The Coming & Going of Robert
Originally known in Scotland as coney, cuning or kinnen the origin of ‘rabbit’ is uncertain but it may be from the Flemish robbe possibly a variation on the male name Robert.

Coming

Robert and his kin, it seems, had his original home in the western Mediterranean region, probably Iberia, from where the Romans introduced them to Italy. Though it has been suggested that the Romans brought them to Britain there are no remains before the 12th century, no Anglo-Saxon word for them nor any mention in Doomsday Book. They were probably introduced to Britain by the Normans when they were kept in warrens (from Old French meaning somewhere guarded) often situated on islands.
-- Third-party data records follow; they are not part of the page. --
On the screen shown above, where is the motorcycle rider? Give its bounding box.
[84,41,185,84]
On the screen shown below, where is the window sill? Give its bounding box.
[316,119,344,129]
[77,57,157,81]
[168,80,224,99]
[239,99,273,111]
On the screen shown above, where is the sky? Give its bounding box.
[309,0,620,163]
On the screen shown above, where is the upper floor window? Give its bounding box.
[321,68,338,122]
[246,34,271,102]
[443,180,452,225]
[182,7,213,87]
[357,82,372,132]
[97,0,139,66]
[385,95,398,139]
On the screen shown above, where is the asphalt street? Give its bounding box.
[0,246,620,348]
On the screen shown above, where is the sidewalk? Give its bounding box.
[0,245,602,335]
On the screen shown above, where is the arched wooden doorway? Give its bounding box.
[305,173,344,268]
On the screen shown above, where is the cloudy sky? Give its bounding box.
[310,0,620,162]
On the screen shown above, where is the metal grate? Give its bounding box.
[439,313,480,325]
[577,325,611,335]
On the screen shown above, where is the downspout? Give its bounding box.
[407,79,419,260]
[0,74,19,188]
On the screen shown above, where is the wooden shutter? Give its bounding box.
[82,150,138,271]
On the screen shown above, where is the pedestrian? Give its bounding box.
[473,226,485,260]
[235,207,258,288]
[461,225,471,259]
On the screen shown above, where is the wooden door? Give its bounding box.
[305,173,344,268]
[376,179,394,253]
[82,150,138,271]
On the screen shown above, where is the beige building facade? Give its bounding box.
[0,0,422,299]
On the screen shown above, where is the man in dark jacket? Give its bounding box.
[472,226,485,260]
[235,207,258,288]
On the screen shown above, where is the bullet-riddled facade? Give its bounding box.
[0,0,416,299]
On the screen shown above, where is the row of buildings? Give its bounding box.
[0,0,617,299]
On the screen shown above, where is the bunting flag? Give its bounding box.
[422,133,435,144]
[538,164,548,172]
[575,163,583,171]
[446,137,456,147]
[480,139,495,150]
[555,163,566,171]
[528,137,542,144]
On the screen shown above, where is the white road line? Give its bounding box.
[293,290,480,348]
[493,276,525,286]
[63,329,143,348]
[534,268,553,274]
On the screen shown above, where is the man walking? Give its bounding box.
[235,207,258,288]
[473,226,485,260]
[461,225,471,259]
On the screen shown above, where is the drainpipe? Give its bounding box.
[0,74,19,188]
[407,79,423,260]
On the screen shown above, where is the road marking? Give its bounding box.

Fraser Darling suggests that the Rabbit was introduced into Scotland possibly in medieval times. and Dean Munro (1549) wrote that they were present in great numbers on Mull and Inchkenneth but many mainland districts may not have had rabbits until much later.

 

At first the rabbit was regarded as valuable. The OSA stresses the economic importance of the species at Ardrossan ‘in the winter season rabbits were sold without skin for 7d a pair. (over £2 at today’s value). And at Dowally ‘there is a rabbit warren … in a low sandy haugh, two miles to the westward of Dunkeld, and has been let at £25 Sterling of rent (about £1800 today). On an average, 125 dozen were killed by the tacksman yearly.’

This spread of wild rabbits is echoed in many NSA reports: ‘One species of mammal which formerly were never seen here except in warrens, has now overspread the country, and is more destructive to turnips and other vegetables than even the hare.’ (Glenmuick, Aberdeenshire). ‘It is only within these last few years that rabbits made their appearance in the parish in a wild state, but to such an extent have they increased, as in several instances to prove injurious to crops and plantations.’ (Sorn, Ayrshire).

It is tempting to think that, in those early days of scarcity of meat, rabbits would surely have provided a much needed source. But this clearly was not so. Although ‘lords and lairds’ had been directed in the seventeenth century to make ‘cunningaries’ (rabbit warrens), the Statistical Account reveals that even in the late eighteenth century rabbits could still be something of a rarity. By the end of the following century, they were obviously in fairly common use as food, and in Orkney for example formed part of the farm-workers’ wages. They had even become so much of a pest in some areas that an Act was passed in 1880, giving tenants the right to destroy them. .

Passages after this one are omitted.